У меня лежит стопка болезненных, странных, страшных сценариев: хирург-расчленитель, адепт черной магии, проигравший Третью мировую войну… Читаешь и понимаешь: пишет больной человек. Реально, открываешь сценарий и думаешь: что? Обглоданные дети, яп-понский городовой!.. Я перезваниваю и говорю: «Анастасия, от вас?» — «Да». — «Вы понимаете, что то, что я сейчас прочитал, у меня в подкорке будет сидеть до конца моих дней? Я обязан вам выставить счет за моральный ущерб, и счет будет выставлен, это будет примерно 15 тысяч евро». — «Простите, что вы говорите?» — «Я прочитал вашу … (ерунду.— “Ъ”). Я об этом буду думать, я это буду помнить, потому что функции delete в голове нет. Вы меня отравили. Поэтому давайте решим вопрос финансово». Понятно, что это шутка, но в каждой шутке есть доля правды.

«Танец — это уход из обоих миров»

— Онлайн-курс, который вы вели в пандемию, оказался востребованным?
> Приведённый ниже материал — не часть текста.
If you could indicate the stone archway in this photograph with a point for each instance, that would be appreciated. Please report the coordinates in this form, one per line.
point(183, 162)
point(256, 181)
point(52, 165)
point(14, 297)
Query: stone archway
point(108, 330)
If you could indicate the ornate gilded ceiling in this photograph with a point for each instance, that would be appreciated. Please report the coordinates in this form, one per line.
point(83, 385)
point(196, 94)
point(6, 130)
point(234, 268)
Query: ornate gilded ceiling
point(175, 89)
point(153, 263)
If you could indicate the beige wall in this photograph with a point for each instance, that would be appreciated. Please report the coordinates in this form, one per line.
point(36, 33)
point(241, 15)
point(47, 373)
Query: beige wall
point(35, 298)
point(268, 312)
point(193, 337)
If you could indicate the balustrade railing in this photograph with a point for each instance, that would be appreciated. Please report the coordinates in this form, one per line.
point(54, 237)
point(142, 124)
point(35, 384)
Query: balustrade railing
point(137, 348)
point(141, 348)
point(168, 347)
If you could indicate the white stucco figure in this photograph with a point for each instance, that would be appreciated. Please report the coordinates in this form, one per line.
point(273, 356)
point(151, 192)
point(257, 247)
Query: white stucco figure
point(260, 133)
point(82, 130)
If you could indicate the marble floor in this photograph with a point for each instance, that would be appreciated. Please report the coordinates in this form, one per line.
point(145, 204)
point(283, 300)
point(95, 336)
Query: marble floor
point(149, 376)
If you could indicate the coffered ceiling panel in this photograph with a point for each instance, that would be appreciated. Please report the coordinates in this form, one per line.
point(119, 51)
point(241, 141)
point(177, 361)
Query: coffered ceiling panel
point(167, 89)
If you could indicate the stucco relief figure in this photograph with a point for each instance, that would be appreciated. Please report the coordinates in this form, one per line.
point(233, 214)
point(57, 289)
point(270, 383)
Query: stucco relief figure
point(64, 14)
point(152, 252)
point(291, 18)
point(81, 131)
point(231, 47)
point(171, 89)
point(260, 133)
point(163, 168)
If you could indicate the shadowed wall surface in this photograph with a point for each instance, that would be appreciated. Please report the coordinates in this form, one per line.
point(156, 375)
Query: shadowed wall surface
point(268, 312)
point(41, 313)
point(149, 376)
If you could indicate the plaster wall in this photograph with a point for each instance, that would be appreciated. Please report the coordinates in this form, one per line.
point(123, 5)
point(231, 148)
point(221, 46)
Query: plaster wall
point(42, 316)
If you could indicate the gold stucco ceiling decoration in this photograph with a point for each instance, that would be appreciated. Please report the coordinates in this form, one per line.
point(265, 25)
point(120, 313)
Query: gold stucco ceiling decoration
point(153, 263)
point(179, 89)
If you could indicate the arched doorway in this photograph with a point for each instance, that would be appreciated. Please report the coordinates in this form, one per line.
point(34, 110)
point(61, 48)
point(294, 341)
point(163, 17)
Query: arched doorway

— Очень востребованным. Во-первых, он меня шокировал тем, что я наконец медленно заговорил в камеру. Разобрал свои упражнения по полочкам. И самая главная задача была — доказать, что можно заниматься творчеством в рамках полутора квадратных метров. Вся школа шла в квадрате, выложенном скотчем. Это было очень круто: 28 утренних тренингов по часу и около 30 вечерних лекций. И все стало мне очень понятно, прозрачно. Если раньше это было довольно кашеобразно, тут все круто легло, лекции отшлифованные, отработанные, записанные. Это целая папка, люди их покупают и сейчас.

— А вообще, вы умеете монетизировать свои таланты?

— С этим проблем нет: я выступаю за гонорары, снимаюсь в кино. Но считаю: если хочешь иметь светлую голову и понимать, что ты делаешь,— плати за знания. Бесконечная халява не мотивирует. Когда я выступаю, у меня телефон дымится от звонков людей, которых я уже даже не помню: «Антош, дорогой, слушай, этсамое, ты это, два билетика мне, проходочку…» — «Они стоять 500 рублей, Сережа!» — «Ну, в наше время и 500 рублей деньги». Как так можно? Хоть с Новым годом поздравь сперва для приличия, а потом проси уже две проходки.

— Вы в течение сорока лет, а может, даже и больше, думаете над вопросом, что такое танец. Нашли ответ на него?

— Нет. Если ты не перевоплотился, не стал другим существом — орлом, облаком или обезьяной,— бесполезно танцевать обезьяну, это будет просто иллюстрация движений. Любой выход на сцену — это перевоплощение. Этому нужно учиться. Поэтому я пожелаю всем танцовщикам, чтобы они занялись актерским мастерством.

Танцем в моем понимании является перемещение частей тела либо всего тела в пространстве. Точка. Дальше: зачем это перемещение тела и частей тела происходит на сцене перед публикой? Если ты не можешь в пяти предложениях объяснить, о чем твой танец, то зачем он? Я обожаю цитату Кадзуо Оно, моего учителя по буто: «Танец — это уход из обоих миров». Понимайте, как хотите.